WASHINGTON, D.C. 20549

SCHEDULE 14D-9

SOLICITATION/RECOMMENDATION STATEMENT PURSUANT TO SECTION 14(d)(4)
OF THE SECURITIES EXCHANGE ACT OF 1934

ATEL CAPITAL EQUIPMENT FUND XI, LLC
(Name of Subject Company)

ATEL CAPITAL EQUIPMENT FUND XI, LLC
 (Name(s) of Person(s) Filing Statement)

LIMITED LIABILITY COMPANY UNITS
(Title of Class of Securities)

NONE
(CUSP Number of Class of Securities)

DEAN L. CASH
600 California Street, 6th Floor
San Francisco, California 94108
(415) 989-8800
 
With a copy to:
PAUL J. DERENTHAL, ESQ.
Derenthal & Dannhauser LLP
1999 Harrison Street, 26th Floor
Oakland, California 94612
(510) 350-3070

(Name, address (including zip code) and telephone number (including area code)of person(s) authorized to receive notices and communications on behalf of the person(s) filing statement)

[  ]
Check the box if the filing relates solely to preliminary communications made before the commencement of a tender offer.



 
 

 



ITEM 1. SUBJECT COMPANY INFORMATION.

The name of the subject company is ATEL Capital Equipment Fund XI, LLC, a California limited liability company (the “Company”). The address of the principal executive office of the Company is 600 California Street, 6th Floor, San Francisco, California 94108. The Company's telephone number at that address is (415) 989-8800.

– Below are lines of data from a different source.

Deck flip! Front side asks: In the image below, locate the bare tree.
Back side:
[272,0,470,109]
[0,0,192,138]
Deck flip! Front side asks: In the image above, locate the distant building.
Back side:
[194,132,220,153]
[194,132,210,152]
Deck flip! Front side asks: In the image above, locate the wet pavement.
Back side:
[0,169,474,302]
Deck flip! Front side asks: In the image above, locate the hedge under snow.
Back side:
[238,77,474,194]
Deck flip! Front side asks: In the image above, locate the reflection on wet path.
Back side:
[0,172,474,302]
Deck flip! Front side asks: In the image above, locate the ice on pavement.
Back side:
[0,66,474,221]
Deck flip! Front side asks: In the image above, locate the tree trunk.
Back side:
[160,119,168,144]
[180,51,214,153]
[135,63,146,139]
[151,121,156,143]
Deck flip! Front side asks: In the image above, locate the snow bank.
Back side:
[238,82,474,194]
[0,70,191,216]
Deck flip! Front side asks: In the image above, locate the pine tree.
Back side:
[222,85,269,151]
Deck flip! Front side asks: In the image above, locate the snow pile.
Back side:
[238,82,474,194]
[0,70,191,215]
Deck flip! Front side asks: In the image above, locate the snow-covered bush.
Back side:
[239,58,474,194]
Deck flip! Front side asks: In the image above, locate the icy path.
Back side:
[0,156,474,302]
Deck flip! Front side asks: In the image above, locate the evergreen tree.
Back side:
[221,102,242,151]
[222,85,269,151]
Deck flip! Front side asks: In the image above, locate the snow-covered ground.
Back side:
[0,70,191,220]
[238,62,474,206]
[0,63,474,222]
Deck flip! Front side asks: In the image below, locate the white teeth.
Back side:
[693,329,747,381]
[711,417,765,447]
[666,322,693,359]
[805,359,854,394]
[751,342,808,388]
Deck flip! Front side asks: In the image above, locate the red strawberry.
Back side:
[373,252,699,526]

The title of the class of equity securities to which this statement relates is the Company's Limited Liability Company Units (the “Units”). The number of Units outstanding as of May 1, 2011 was 5,209,307.  There is no established trading market for the Units.

The Company does not pay dividends, but makes periodic cash distributions as determined by the Manager and consistent with its stated investment objectives.  Distributions may be paid monthly or quarterly at the election of Unit holders.  The rate for monthly distributions from 2010 operations was $0.08 per Unit for the period from January through December 2010. Likewise, the rate for monthly distributions from 2009 operations was $0.08 per Unit for the period from January through December 2009. The rate for each of the quarterly distributions paid in 2010 and 2009 was $0.23 per Unit.  Units were issued for a purchase price of $10 per Unit.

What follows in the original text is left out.